Unfortunately establishing the origins of pieces from the Brummer collections has proven difficult. ‘‘The laconic records from Joseph and Ernest Brummer’s galleries’, writes Jill Meredith, ‘galleries do not always supply the names of the European dealers from whom the works were purchased, and rarely do they mention a site of origin.’ Meredith was writing of items sold not in 1949 but 1976, as part of the sale of Ernest Brummer’s collection, but the sentiment would seem to hold good for our saint and for the earlier collection. The sale of Brummer’s collection was in three parts, each conducted over several days. The copy of the catalogue before me has ‘950 -’ ( $950?) written in the left hand margin. Rousseau’s portrait of Brummer himself, incidentally, would sell in 1993 for £2,971,500 ($4,421,592). More on Raimond von Marle's career as an art historian can be found here
Adding further puzzlement is the fact that the Cathedral at Messina was built in the twelfth century. (Evidence of what went before is proving hard to track down ...). It was extensively rebuilt in the wake of the 1908 earthquake, and underwent comparable rebuilding after Allied bombing in 1943. Messina itself was under Byzantine control until it was captured by Muslim armies already active elsewhere on the island in summer 842 - an episode in the longer narrative of expansion and conquest by forces from Aghlabid North Africa, sometimes working in tandem with groups from Umayyad Spain and, later, semi-independent groups in southern Italy. In certain respects (the bagging beneath the chestnut-brown gimlet eye, the lighter brown arc denoting the curve of the eyelid beneath the brow, the bow shaped mouth) there are - at least to a non-specialist - parallels with the frescoes from San Vincenzo Al Volturno, some 500 km or so north, as the crow (or sea gull) flies. 

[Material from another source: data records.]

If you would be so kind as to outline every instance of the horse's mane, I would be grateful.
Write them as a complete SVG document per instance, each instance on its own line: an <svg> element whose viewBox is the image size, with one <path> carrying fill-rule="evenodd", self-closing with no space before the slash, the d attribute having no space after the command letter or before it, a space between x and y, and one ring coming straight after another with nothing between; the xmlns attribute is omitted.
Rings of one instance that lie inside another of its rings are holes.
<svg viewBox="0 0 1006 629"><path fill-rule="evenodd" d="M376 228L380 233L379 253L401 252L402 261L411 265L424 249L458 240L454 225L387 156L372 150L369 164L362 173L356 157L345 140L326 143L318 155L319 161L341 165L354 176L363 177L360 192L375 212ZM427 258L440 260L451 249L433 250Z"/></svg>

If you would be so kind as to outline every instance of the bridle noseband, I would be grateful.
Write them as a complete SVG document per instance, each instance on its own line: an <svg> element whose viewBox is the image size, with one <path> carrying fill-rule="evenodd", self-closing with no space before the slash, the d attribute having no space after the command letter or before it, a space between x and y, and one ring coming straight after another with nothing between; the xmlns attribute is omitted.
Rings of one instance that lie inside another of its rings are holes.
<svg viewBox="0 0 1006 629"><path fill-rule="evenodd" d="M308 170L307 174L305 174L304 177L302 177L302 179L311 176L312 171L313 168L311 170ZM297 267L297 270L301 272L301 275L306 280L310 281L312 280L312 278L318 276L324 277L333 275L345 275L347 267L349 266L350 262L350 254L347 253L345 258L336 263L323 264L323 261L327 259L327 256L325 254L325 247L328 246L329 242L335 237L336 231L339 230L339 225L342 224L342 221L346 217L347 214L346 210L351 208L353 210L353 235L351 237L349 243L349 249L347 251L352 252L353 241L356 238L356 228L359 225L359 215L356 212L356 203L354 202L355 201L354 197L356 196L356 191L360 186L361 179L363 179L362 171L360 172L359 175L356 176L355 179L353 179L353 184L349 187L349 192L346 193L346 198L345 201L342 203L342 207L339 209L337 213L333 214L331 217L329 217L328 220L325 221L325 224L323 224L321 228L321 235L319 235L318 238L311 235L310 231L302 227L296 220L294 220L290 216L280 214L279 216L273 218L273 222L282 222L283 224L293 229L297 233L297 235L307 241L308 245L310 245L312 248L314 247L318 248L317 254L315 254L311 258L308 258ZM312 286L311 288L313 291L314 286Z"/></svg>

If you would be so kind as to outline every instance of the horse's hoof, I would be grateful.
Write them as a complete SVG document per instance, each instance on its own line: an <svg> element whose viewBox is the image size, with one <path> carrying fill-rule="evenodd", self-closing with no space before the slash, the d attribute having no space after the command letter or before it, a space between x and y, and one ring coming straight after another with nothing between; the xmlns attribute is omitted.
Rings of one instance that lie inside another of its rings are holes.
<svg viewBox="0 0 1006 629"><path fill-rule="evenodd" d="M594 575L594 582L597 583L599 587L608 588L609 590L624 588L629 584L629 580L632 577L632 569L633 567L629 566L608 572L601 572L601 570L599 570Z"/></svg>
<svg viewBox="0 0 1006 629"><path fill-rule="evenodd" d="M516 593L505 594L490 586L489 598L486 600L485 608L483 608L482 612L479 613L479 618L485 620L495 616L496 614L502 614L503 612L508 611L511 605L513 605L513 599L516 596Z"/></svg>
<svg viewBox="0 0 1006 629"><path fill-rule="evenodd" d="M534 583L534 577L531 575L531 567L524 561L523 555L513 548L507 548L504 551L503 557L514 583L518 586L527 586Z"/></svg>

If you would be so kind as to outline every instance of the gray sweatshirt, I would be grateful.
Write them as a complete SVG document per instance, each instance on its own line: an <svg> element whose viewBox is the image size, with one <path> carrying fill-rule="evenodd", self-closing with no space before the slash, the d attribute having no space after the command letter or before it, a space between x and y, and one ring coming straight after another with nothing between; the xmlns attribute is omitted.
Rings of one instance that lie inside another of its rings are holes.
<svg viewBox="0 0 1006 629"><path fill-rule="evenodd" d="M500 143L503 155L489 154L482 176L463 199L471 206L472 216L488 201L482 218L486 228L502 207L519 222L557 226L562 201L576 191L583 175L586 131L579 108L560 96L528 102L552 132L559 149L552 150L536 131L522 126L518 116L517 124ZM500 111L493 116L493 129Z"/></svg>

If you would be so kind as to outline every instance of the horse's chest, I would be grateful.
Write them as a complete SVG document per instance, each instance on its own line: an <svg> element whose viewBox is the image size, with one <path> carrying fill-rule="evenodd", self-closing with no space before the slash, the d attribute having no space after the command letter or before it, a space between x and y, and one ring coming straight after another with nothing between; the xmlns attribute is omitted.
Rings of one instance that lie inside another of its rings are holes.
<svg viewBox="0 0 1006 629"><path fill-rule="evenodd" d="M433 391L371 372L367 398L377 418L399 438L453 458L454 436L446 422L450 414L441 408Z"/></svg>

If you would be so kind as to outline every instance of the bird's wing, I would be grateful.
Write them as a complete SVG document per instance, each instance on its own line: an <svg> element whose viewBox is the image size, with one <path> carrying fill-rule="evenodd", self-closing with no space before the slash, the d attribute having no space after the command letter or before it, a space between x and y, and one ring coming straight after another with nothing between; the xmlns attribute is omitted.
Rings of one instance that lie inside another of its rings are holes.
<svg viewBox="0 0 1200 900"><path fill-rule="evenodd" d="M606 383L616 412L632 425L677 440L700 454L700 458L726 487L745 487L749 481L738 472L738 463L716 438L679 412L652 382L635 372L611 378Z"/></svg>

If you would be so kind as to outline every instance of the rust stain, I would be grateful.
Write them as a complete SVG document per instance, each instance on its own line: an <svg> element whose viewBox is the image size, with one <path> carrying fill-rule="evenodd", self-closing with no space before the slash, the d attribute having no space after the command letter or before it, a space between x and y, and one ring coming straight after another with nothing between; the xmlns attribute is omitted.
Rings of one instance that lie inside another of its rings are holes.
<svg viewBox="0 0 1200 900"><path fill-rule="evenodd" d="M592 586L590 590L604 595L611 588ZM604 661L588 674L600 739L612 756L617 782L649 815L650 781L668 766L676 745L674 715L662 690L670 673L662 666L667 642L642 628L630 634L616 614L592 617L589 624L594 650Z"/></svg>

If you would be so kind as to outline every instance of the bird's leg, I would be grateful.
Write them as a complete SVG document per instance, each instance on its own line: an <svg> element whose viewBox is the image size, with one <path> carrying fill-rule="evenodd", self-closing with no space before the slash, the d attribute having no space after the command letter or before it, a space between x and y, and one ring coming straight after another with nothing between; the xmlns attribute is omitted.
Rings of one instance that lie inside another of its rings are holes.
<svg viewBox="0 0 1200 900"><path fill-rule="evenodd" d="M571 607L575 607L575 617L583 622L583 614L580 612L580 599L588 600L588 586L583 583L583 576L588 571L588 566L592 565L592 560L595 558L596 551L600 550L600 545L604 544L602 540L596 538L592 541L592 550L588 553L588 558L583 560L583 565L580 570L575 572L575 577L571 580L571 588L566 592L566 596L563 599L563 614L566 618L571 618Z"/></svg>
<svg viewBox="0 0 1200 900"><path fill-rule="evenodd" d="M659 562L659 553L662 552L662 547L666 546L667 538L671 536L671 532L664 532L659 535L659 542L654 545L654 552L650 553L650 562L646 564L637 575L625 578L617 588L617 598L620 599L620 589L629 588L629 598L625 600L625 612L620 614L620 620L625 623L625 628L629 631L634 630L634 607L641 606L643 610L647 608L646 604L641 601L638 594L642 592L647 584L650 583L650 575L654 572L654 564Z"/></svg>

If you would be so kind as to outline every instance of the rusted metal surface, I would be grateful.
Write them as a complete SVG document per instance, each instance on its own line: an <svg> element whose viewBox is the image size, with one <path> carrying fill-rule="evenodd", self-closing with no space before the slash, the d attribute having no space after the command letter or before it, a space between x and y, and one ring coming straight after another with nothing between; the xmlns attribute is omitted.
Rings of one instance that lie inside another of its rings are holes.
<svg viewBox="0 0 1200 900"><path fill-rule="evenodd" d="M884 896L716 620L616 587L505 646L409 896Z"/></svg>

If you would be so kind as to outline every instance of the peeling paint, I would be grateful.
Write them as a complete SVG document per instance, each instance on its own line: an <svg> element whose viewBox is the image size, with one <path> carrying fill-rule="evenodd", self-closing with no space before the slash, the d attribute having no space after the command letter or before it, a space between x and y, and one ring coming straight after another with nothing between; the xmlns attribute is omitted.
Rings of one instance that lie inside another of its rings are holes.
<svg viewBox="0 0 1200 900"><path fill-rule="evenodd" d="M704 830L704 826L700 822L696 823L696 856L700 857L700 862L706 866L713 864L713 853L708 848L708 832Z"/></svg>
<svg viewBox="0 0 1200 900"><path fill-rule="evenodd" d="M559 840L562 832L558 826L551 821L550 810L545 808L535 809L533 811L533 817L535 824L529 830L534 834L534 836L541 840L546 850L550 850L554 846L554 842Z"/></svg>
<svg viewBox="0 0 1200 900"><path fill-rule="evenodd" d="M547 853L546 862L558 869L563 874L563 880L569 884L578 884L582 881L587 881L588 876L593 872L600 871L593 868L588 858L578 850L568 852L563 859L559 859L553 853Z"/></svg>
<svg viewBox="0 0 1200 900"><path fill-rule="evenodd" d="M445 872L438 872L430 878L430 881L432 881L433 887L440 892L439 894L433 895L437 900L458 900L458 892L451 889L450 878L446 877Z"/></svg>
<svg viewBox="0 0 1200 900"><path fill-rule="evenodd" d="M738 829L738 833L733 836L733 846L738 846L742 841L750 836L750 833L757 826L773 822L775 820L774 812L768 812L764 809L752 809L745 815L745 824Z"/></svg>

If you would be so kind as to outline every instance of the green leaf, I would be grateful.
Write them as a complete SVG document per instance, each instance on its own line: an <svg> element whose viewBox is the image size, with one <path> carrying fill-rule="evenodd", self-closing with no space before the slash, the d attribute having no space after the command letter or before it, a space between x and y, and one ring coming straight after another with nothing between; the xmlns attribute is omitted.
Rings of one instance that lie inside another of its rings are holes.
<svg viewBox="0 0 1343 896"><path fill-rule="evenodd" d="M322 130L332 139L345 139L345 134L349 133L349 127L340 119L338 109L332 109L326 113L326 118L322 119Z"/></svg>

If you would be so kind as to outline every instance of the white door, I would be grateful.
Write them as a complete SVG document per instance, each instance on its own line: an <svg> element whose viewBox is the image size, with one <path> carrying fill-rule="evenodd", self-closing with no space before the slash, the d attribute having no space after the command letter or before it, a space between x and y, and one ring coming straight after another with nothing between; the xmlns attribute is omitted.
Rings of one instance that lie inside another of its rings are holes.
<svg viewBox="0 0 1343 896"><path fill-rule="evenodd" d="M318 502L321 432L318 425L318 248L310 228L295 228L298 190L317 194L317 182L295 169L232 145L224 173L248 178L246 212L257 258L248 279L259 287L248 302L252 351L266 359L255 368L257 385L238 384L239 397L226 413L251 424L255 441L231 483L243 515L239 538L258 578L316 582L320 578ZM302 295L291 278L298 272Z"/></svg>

On the Brummers and their medieval collections see W.R. Johnson, William and Henry Walters: the Reticent Collectors (Baltimore, 1999), pp. 213-4; Jill Meredith, ‘Romancing the Stone: Resolving Some Provenance Mysteries of the Brummer Collection at Duke University’, Gesta 33.1 (1994), pp. 38-46. For the Herdles, B. Brayer, ‘The Herdles Go A-Hunting" Rochester Review (1981), pp. 16-19, available here.